É meio estranho, já que, como eu disse, o Exército havia me chamado e, sabendo o que sei agora, talvez tivesse sido melhor, levando em conta meu trabalho e o fato de que não sabia nadar. Talvez eu acabasse indo parar na oficina, fazendo manutenção dos caminhões e jipes que rodariam pela Europa. Afinal de contas, o Exército não pode fazer muita coisa se seus veículos não estiverem funcionando, certo? Mas, embora não passasse de um rapaz do interior, eu sabia que o Exército colocava você onde fosse preciso, não aonde você quisesse ir, e àquela altura todos sabiam que era apenas uma questão de tempo até atacarmos a Europa de vez. Iriam precisar de homens em terra e, por mais empolgante que fosse a idéia de enfrentar Hitler, a perspectiva de entrar para a infantaria simplesmente não me agradava.

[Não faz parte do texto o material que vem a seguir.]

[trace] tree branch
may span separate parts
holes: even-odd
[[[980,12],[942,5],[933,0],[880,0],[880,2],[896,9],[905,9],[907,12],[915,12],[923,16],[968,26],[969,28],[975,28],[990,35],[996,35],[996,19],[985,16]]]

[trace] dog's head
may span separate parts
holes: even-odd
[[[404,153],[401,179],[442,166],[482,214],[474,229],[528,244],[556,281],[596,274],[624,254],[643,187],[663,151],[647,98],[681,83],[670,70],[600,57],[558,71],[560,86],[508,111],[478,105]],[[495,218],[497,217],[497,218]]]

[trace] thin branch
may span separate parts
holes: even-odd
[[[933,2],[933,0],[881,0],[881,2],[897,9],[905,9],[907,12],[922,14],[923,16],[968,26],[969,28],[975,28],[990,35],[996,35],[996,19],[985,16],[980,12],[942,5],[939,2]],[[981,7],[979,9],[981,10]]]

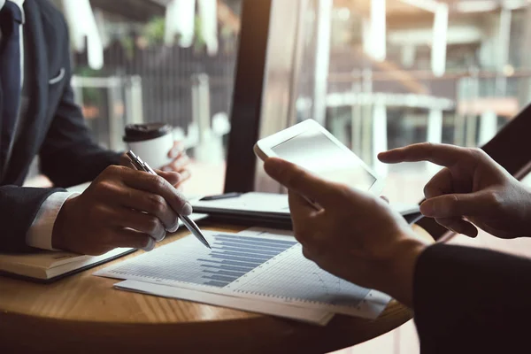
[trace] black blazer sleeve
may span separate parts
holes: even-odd
[[[68,31],[61,17],[64,33],[58,37],[68,41]],[[110,165],[119,162],[119,154],[104,150],[92,140],[80,107],[74,102],[70,85],[72,66],[68,46],[63,53],[66,80],[50,130],[40,150],[41,170],[55,186],[71,187],[94,180]]]
[[[413,305],[422,353],[531,351],[531,260],[434,245],[417,262]]]
[[[0,252],[35,250],[26,245],[26,234],[42,203],[60,189],[34,189],[19,186],[0,187],[2,242]]]

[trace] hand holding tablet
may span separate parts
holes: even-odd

Na seção de alistamento, havia um pôster da Marinha mostrando um homem sem camisa recarregando um canhão. Algo naquela imagem repercutiu em mim. Posso fazer isso, pensei com meus botões. Então, em vez de ir até a mesa do Exército, fui até a da Marinha e me alistei. Quando voltei para casa, Clara chorou por horas afio. Depois me fez prometer que voltaria vivo. E eu prometi.
Passei pelo treinamento básico e, em novembro de 1943, fui mandado para o USS Johnson, um destróier que estava no Pacífico. Nunca acreditem se alguém lhes disser que é mais perigoso estar no Exército ou nos Fuzileiros Navais do que na Marinha. Ou mais aterrorizante. Na Marinha, sua capacidade não adianta de nada, porque você fica à mercê do navio. Se ele afundar, você morre. Se você cair no mar, morre - ninguém vai se arriscar a parar para resgatá-lo. Não há para onde correr ou como se esconder e, depois que a idéia de que você não tem controle sobre nada entra na sua cabeça, ela não sai mais. Nunca senti tanto medo na vida. Bombas e fumaça por toda parte, incêndios no convés. Enquanto isso, os canhões eram disparados, um barulho que não se parecia com nada que eu tivesse ouvido antes, umas 10 vezes mais forte que uma trovoada, mas talvez nem isso seja suficiente para descrevê-lo. Nas grandes batalhas, os caças japoneses metralhavam o convés sem parar e os disparos ricocheteavam por todo lado. No meio disso tudo, tínhamos que continuar fazendo nosso trabalho, como se nada estivesse acontecendo.
Em outubro de 1944, estávamos perto da ilha de Samar, preparando-nos para a invasão das Filipinas. Tínhamos 13 embarcações, o que pode parecer muito, mas, tirando o porta-aviões, nossa frota era composta basicamente de destróieres e navios de escolta, de modo que não contávamos com muito poder de fogo. E então, no horizonte, vimos o que parecia ser a Marinha japonesa inteira vindo em nossa direção. Quatro encouraçados, oito cruzadores e 11 destróieres dispostos a nos mandar para o fundo do oceano. Mais tarde ouvi alguém dizer que foi como Davi contra Golias, exceto por não termos a atiradeira. E foi basicamente isso mesmo. Nossas armas nem sequer conseguiam alcançá-los quando eles abriram fogo. Então o que deveríamos fazer, sabendo que não tínhamos a menor chance?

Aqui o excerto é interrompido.